As a tourism centre, Granada offers a wide range of hotels to suit every budget. Based on the opinions of many friends visiting my city, I recommend the following options:
Hostal Atenas, really affordable hotel, very close to the city centre and leisure places. It is clean and within walking distance of everything.
Hotel Santa Isabel La Real, located close to the convent that bears the same name. It offers a charming and quiet atmosphere in the upper part of the Albayzín area, and is an ideal base for exploring the city and relaxing afterwards in a peaceful environment. The building dates back from the 16th century. In the lower part of Albayzín, the spectacular Hotel Palacio Mariana Pineda is located in a 17th century building and is a museum in itself. Really cosy and special hotel.
Image by: Hotel Santa Isabel La Real
In the city there are a couple of more expensive options, but they are worth the stay. The first is NH Collection Granada Victoria, located in the heart of the city and full of history. There is also AC Palacio de Santa Paula, which houses a 5-star hotel with El Claustro Restaurant, a gourmet place to savour authentic signature cuisine. It is located in an ancient cloister belonging to the former convent of Santa Paula and the Moorish House, which were once located in the building in the 16th and 12th centuries respectively. A place to remember and really close to all the landmarks in Granada that deserve a visit.

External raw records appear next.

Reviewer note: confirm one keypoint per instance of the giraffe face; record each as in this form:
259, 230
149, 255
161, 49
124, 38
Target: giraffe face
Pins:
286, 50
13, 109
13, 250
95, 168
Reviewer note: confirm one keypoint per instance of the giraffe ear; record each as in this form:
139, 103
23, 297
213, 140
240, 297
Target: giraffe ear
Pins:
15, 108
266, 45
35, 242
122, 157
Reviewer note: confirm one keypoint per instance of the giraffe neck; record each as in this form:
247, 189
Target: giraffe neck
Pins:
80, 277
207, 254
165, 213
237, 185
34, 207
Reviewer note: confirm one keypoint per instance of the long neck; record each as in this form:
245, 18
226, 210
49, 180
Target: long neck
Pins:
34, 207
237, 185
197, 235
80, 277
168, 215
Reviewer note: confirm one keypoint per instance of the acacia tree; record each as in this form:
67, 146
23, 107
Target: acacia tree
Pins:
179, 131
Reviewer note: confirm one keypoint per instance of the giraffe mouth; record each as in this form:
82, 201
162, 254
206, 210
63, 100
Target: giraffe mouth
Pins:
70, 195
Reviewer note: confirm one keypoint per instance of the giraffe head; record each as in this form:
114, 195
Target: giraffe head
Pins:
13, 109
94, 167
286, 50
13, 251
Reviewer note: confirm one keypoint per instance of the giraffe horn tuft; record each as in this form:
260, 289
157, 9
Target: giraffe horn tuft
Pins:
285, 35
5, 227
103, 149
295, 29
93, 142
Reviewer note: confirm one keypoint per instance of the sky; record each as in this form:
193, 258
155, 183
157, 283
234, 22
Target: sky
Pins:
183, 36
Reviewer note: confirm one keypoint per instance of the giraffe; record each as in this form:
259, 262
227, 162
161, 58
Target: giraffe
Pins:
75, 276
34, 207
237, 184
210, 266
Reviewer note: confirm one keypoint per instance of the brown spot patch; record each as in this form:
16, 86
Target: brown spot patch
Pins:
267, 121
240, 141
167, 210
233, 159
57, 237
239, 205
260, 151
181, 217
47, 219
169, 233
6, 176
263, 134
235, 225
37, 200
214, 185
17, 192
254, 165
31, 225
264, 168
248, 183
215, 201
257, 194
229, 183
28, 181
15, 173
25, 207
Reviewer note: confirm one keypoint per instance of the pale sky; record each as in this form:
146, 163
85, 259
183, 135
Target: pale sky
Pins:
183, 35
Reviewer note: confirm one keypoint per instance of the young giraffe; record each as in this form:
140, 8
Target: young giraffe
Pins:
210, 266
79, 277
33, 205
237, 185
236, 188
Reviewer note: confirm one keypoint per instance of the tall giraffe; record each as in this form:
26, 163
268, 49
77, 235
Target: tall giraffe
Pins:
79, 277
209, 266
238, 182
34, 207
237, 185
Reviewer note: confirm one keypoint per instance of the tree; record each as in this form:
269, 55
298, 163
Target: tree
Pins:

Jesús and the Spanish language
How many years’ experience do you have as a translator?
I have almost 20 years’ experience as a translator.
What to keep in mind when working with your specific language as a target language?
Spanish is a very rich language taking into account that it is used by more than 500 million people from Spain and Latin America. Both sides significantly influence each other, making it a really dynamic and rich language. In order to master the rich nuances of this language, you need to read extensively to be aware and keep yourself up–to-date with the different cultural approaches.
What is the best thing about working as a translator?
The best thing is that I love my work and enjoy almost every single minute of it. So I feel very fortunate being able to develop myself as translator in this fast-moving company. As I said before, it is a challenging language with a rich and dynamic cultural structure, and every text nearly always presents me with many challenges so I never get bored! An additional advantage is that I can work from home, allowing me to share my job with my best workmate ever, my dog Milou!
What motivates you?
I like to deliver the best, always, even for the smallest of the customers because Spanish is history in itself. For me, communicating to such a big audience, and doing it with success, is a challenge worth taking on.
What do you as a translator experience as challenges?
To understand the client is crucial. Therefore, it is challenging to successfully convey their messages exactly as they want and I invest a lot of time in this. In addition to the actual translation itself, I spend time reading about the customer, their history, what they do, their products, aims, etc. and everything needed in order to understand them and deliver precisely what they expect, in the way they want.
Also, at this point of my career, I strive to polish and continuously improve my style to always offer the best quality, at all levels, so the texts I translate can be easily used in every Spanish speaking country, independent of the cultural differences. Transcreation is also challenging when there is a need to adapt texts that are to be used in many countries with their own cultural approaches.
Practicing what I love most :-) Winter trekking!